In order to bridge this growing gap, employers need to have a more structured framework towards physical, mental and financial well-being. Approaches will depend on the nature of your firm, but broadly speaking, there are a few key things that you can do.
Giving employees flexibility helps on all fronts. It can be done through different means – from letting them choose what hours they work to what days they come into the office. Allowing individuals more autonomy gives increased capacity to handle issues outside of the office, reducing stress and increasing productivity.
The template for progression within your firm will be crucial to its success in the long term.

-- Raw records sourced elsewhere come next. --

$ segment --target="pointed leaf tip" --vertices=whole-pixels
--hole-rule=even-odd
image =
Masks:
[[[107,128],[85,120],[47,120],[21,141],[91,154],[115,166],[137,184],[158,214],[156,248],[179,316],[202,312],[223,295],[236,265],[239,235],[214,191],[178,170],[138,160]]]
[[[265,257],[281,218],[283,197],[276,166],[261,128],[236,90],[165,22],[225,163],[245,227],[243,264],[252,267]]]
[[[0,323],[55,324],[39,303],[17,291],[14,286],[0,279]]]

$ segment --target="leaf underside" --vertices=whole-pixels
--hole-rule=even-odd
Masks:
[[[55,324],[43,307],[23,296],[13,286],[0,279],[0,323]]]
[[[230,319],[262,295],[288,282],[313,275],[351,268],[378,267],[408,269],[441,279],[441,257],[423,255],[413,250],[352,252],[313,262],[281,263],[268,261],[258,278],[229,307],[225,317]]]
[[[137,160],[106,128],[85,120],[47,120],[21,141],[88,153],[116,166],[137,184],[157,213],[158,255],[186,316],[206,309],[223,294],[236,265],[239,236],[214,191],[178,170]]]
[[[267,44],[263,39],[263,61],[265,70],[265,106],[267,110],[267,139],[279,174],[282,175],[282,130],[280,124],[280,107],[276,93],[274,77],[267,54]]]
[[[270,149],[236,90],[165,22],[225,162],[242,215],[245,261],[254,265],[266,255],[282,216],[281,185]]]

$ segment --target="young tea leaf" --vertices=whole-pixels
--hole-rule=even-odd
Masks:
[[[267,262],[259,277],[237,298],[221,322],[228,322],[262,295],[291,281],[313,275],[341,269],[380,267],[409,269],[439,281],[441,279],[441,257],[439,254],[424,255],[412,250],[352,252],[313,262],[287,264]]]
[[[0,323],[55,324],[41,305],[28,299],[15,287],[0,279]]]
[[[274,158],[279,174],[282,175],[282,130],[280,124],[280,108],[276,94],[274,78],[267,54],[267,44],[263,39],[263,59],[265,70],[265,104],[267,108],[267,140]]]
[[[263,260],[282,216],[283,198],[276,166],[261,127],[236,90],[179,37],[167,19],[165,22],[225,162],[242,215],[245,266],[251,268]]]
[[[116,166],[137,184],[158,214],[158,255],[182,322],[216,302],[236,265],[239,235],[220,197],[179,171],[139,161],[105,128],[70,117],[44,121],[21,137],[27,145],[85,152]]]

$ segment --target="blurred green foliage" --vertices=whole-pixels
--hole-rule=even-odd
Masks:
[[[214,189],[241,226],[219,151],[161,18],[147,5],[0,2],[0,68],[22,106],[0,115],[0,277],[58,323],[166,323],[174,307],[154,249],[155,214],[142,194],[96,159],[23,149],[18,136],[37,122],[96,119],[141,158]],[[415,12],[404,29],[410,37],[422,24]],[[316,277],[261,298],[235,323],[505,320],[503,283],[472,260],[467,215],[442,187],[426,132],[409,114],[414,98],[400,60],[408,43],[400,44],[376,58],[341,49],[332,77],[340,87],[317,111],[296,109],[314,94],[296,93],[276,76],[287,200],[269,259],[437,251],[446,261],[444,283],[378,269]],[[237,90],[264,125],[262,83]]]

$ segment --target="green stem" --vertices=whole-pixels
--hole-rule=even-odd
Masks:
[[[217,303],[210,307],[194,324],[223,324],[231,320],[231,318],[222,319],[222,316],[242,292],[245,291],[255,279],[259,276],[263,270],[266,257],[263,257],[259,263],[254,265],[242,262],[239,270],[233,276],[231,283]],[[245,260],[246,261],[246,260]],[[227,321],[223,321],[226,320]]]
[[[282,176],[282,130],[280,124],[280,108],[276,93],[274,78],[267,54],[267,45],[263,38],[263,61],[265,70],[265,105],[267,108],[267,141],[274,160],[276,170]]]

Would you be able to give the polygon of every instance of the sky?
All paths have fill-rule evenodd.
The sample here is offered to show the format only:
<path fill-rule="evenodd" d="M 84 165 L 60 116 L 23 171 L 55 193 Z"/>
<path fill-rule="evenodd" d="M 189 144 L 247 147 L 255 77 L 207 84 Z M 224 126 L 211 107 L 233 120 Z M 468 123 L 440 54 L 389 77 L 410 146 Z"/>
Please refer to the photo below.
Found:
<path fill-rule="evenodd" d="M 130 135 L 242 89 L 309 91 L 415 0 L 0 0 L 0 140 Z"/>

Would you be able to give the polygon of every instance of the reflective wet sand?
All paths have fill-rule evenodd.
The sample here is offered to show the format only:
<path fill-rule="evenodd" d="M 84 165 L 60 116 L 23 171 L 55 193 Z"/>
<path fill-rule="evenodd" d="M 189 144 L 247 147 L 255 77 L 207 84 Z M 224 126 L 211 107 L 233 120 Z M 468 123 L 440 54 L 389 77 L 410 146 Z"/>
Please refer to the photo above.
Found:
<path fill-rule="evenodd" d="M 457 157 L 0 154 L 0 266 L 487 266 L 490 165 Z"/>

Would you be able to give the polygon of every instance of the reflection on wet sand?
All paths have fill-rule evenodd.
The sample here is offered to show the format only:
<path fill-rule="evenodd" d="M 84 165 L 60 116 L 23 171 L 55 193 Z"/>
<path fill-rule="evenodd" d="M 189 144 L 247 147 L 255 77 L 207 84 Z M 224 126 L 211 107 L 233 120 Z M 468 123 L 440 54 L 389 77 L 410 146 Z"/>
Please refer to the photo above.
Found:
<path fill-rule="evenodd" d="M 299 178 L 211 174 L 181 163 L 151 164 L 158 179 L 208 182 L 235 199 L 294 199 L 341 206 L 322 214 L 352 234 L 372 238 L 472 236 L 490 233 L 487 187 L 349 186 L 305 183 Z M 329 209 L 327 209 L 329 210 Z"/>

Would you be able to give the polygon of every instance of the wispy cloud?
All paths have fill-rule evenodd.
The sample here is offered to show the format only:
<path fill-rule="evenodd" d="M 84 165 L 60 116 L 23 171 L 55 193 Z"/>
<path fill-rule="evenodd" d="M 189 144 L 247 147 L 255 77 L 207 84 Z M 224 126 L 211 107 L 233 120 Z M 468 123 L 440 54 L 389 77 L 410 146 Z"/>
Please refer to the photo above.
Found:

If there aren’t clearly defined plans for professional development, top talent will likely quit to avoid wasting their own time. Focus on communication between management and employees is essential in boosting morale.
Fostering transparency around money/remuneration is an equally good way to retain talent. Historically a taboo topic, the modern workforce has woken up to the value of discussing pay openly. Being candid about this works out for employers too, who see increased motivation, decreased perceptions of inequality and a more positive company culture overall.
Structured feedback is an essential tool to maintain engagement. Formal reviews should be set up as a two-way exchange to discuss positive changes; where improvements can be made and how objectives can be achieved. Everyone wants to feel heard and effectively doing so will increase buy in on both parties’ side.
As you can see, there are many approaches employers can review and utilise to address the growing pressures faced on the labour market. A combination of at least some of these will be essential to the maintenance of any successful business. One theme that runs throughout is communication. Fundamentally, the best way to retain talent in any environment is to include them in the conversation.